The scientific theories presented in Dangerous Dreams—such as activation synthesis, morphic resonance, formative causation, the individual and collective unconscious, atavism, Lamarckian inheritance, and genetics— are legitimate theories with credible advocates and varying degrees of validation. The author believes that the fact that mankind’s body of proven knowledge regarding dreams—why and how they happen, where they come from, and what they mean—is so remarkably scant that until disproven, all such theories remain in the mix. Accordingly, Dangerous Dreams weaves a logical, creative tapestry of explanatory fact, theory, and imagination into Allie O’Shay’s dream characteristics. And while the author makes no assertions as to the validity of any theory, or Allie’s gift, when one studies these theories, even at an elemental level, it is impossible not to imagine that someday some of them might be proven—in part or in whole.

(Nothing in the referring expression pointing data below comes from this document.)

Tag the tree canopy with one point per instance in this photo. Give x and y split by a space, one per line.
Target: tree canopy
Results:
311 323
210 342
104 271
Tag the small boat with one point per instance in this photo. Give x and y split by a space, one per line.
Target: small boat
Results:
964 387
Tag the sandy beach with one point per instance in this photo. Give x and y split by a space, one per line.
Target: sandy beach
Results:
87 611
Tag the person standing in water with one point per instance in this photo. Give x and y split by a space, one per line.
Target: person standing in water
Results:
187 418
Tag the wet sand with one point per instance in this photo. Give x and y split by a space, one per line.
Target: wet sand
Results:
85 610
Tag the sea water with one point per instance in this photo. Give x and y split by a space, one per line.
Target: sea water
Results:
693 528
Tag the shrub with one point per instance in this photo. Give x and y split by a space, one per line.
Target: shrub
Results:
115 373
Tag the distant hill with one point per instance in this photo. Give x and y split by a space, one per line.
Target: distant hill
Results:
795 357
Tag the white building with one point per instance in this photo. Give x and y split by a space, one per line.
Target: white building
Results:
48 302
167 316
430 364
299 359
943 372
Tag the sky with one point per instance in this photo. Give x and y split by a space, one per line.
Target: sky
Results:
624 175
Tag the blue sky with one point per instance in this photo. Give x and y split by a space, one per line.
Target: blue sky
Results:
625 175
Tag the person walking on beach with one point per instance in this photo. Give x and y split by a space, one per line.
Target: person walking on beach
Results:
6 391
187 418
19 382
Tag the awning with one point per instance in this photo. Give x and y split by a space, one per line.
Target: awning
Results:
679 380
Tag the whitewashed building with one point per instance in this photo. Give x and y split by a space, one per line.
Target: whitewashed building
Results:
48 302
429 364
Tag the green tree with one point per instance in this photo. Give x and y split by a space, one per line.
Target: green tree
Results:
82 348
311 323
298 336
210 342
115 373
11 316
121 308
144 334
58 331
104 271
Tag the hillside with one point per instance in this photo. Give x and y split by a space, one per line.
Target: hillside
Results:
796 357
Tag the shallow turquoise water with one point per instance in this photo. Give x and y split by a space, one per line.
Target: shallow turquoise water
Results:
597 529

Emily Colman never returned to Virginia, nor did Virginia Dare. But both lived full, happy lives with the Lakota; and over the next four hundred years, Emily and Isna’s descendants—the many brown and white fawns—spread across North America. And as for Allie, it was not at all obvious how both of the Colmans’ lockets came to be in her great-great-grandmother’s possession. In fact, it took her a lifetime of dangerous dreams and adventures to discover the truth. And the truth was not at all what she at first supposed.
ABOUT THE AUTHOR
In Dangerous Dreams, Mike Rhynard integrated technical writing experience from careers as a test pilot, aerospace engineer, and consultant; lifetime experiences gained in combat, cattle ranching, and primitive survival instructing; a lifelong love of American history; and a deep admiration for Native American heritage and spirituality. He then enriched and enlivened the blend with a passionate desire to present the past in the exciting, personal manner in which it occurred.